One obstacle in the way of anyone who tries to read New Testament scholarship is the ubiquitous use of technical terminology. In any scholarly field a kind of scholarly shorthand arises: certain terms, which may be normal English words or words unknown to the general public, acquire very specific, specialized meanings. This is unfortunate for the outsider but it is really inevitable; scholars need to communicate with other scholars, and lengthy definitions or discussions of points every scholar already knows are unnecessary and get in the way of communication. In these essays I try both to avoid specialized scholarly language and to define those terms I can’t avoid. However, there are a few points I need to clarify here at the outset.

Bible Analysis: In scholarly circles the various disciplines of Biblical analysis are called “criticism.” Thus, there is “form criticism” (the study of the literary forms used by Biblical authors), “textual criticism” (the study of the ancient manuscripts of the Bible and the differences between them), “narrative criticism” (the study of the books of the Bible as literary narratives), and so forth. In normal English, “criticism” has a very negative connotation. “Biblical criticism” brings to mind the image of some bearded eggheads sitting around criticizing the Bible. Actually, the term “criticism” in this context means something like “analysis.” So as not to give an incorrect impression to those readers unfamiliar with the term “criticism,” I will use “analysis” instead.

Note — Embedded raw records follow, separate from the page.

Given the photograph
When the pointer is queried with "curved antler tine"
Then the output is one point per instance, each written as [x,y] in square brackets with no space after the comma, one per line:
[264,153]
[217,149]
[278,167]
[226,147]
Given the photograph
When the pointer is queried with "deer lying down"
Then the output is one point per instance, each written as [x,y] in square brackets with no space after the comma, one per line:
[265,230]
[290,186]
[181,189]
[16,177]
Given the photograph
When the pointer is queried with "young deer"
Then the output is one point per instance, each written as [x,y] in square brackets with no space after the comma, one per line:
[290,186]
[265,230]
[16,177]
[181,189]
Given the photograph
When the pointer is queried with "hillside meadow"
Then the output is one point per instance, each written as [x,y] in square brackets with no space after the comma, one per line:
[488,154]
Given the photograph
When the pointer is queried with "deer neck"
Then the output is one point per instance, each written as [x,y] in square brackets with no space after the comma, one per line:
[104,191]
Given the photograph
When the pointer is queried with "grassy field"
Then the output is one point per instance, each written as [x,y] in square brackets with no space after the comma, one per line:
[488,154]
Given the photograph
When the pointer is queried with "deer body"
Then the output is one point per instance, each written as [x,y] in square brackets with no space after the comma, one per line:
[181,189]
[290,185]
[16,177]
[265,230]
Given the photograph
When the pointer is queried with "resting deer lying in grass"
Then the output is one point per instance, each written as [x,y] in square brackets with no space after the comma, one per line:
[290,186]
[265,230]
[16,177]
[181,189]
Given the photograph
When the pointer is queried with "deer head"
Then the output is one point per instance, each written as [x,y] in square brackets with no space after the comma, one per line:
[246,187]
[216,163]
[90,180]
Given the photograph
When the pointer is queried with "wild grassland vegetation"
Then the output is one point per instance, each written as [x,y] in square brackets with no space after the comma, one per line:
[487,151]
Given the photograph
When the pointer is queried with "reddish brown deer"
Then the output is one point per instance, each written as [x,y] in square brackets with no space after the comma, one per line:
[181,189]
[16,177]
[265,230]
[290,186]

Gospel Authors: As we will learn in the essay Gospel Truth, none of the gospels were written by disciples of Jesus. They may not even have been written by persons named Matthew, Mark, Luke, and John. However, out of convenience, scholars continue to refer to the authors by those names, because it is easier than saying “the gospel written by an unknown person that now is known as the Gospel according to Matthew.” I will do the same in these essays; see the more complete discussion in Questioning the Canon.

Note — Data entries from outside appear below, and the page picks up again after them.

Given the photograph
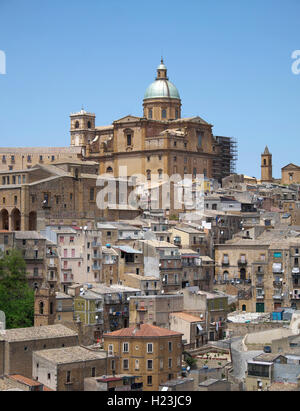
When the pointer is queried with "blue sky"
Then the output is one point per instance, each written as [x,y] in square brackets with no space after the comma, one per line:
[230,59]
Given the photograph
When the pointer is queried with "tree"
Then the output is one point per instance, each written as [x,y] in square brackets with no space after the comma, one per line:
[16,297]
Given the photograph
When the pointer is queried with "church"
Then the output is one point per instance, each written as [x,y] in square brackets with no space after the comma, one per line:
[54,185]
[160,142]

Orthodoxy and Heresy: In discussing the early church it used to be common to refer to the strand of early Christian tradition that led to the Roman Catholic and Eastern Orthodox Churches by the term “orthodox” and to all the other divergent strands of Christianity as “heretical.” Scholars today tend to avoid these two terms, for several reasons. “Orthodox” literally means “correct doctrine” and so is heavily value-laden. It implies that these Christians were right and all the others, those “heretics,” were wrong. The heretics, naturally, thought they were the ones keeping the true doctrine and thought that “orthodox” Christians were the ones distorting Jesus’s message. Distinguishing between correct and incorrect doctrine is a job for the theologian, not for the historian. History should be about getting the facts right, not about passing judgment on theological matters.

Also, the term “heresy” implies a movement away from the original beliefs of the first followers of Jesus. However, as we will see in the essay Promoted to God, in some cases the “heretics” might have been closer to those original beliefs than the later “orthodox” Christians. Finally, because of the development of Christian theology over time, the meaning of “orthodox” changed. Some beliefs that were considered acceptable in the second or third century were declared heretical in the fourth century.

Unfortunately there is no good alternative terminology to use. Some scholars use the terms “catholic” or “proto-orthodox” to refer to those Christians in the stream of development that led to modern Christianity. To my mind, “catholic” is too suggestive of Roman Catholicism, and “proto-orthodox” seems nearly as value-laden as “orthodox.” In the absence of a better alternative I have chosen to use the term “mainstream Christians.” This term should not be taken to mean that these Christians were in the majority at all times and in all places. Certainly they were not: in some places, “heretical” Christianity (Marcionite Christianity, for instance) would have been the majority form, and “orthodox” or mainstream Christians would have been in the minority.[3] Rather, “mainstream Christians” should be taken to mean “those Christians who were in the main stream of tradition that led to modern Christianity.”

 



[1] [Ehrman 2009, 12-13]. See the Bibliography for details on the references in these footnotes.